Given the tool's complexity, does the description cover enough for an agent to succeed on first attempt?

For a complex security scanning tool with 8 parameters, no annotations, and no output schema, the description is incomplete. It doesn't explain what the tool returns, how results are structured, error conditions, or important behavioral constraints. The mention of 'Clean Architecture' and 'session-aware analysis' adds some context but doesn't compensate for the missing information needed for effective tool use.

Complex tools with many parameters or behaviors need more documentation. Simple tools need less. This dimension scales expectations accordingly.

Parameters3/5

Does the description clarify parameter syntax, constraints, interactions, or defaults beyond what the schema provides?

Schema description coverage is 100%, so the schema already documents all 8 parameters thoroughly. The description doesn't add any parameter-specific information beyond what's in the schema. It mentions 'Clean Architecture' and 'session-aware analysis' which provide some context but don't directly explain parameter usage. Baseline 3 is appropriate when schema does the heavy lifting.

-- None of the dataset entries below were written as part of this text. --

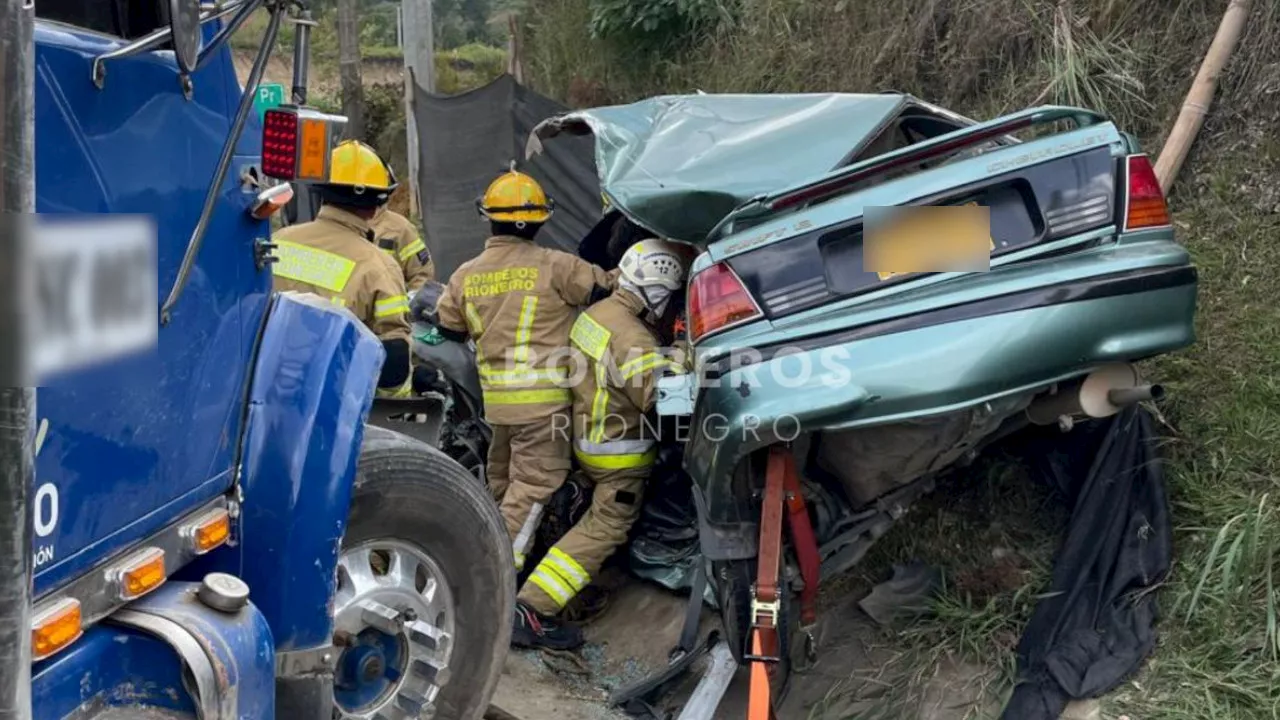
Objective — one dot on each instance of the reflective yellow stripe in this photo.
(552, 586)
(568, 569)
(312, 267)
(617, 461)
(489, 377)
(474, 323)
(589, 336)
(411, 249)
(526, 396)
(528, 309)
(599, 404)
(393, 305)
(647, 361)
(405, 390)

Input schemas describe structure but not intent. Descriptions should explain non-obvious parameter relationships and valid value ranges.

Purpose4/5

Does the description clearly state what the tool does and how it differs from similar tools?

The description clearly states the tool's purpose: 'Scan a file for security vulnerabilities using Clean Architecture.' It specifies the action (scan), target (file), and domain (security vulnerabilities). However, it doesn't explicitly differentiate from sibling tools like 'adv_scan_code' or 'adv_scan_folder' beyond mentioning 'file' versus 'code' or 'folder' in their names.

Agents choose between tools based on descriptions. A clear purpose with a specific verb and resource helps agents select the right tool.

Usage Guidelines3/5

Does the description explain when to use this tool, when not to, or what alternatives exist?

The description provides some implied usage context: 'Automatically uses session-aware analysis when LLM is configured.' This suggests when LLM features might be relevant. However, it lacks explicit guidance on when to use this tool versus alternatives like 'adv_scan_code' or 'adv_scan_folder', and doesn't mention prerequisites or exclusions.

Agents often have multiple tools that could apply. Explicit usage guidance like "use X instead of Y when Z" prevents misuse.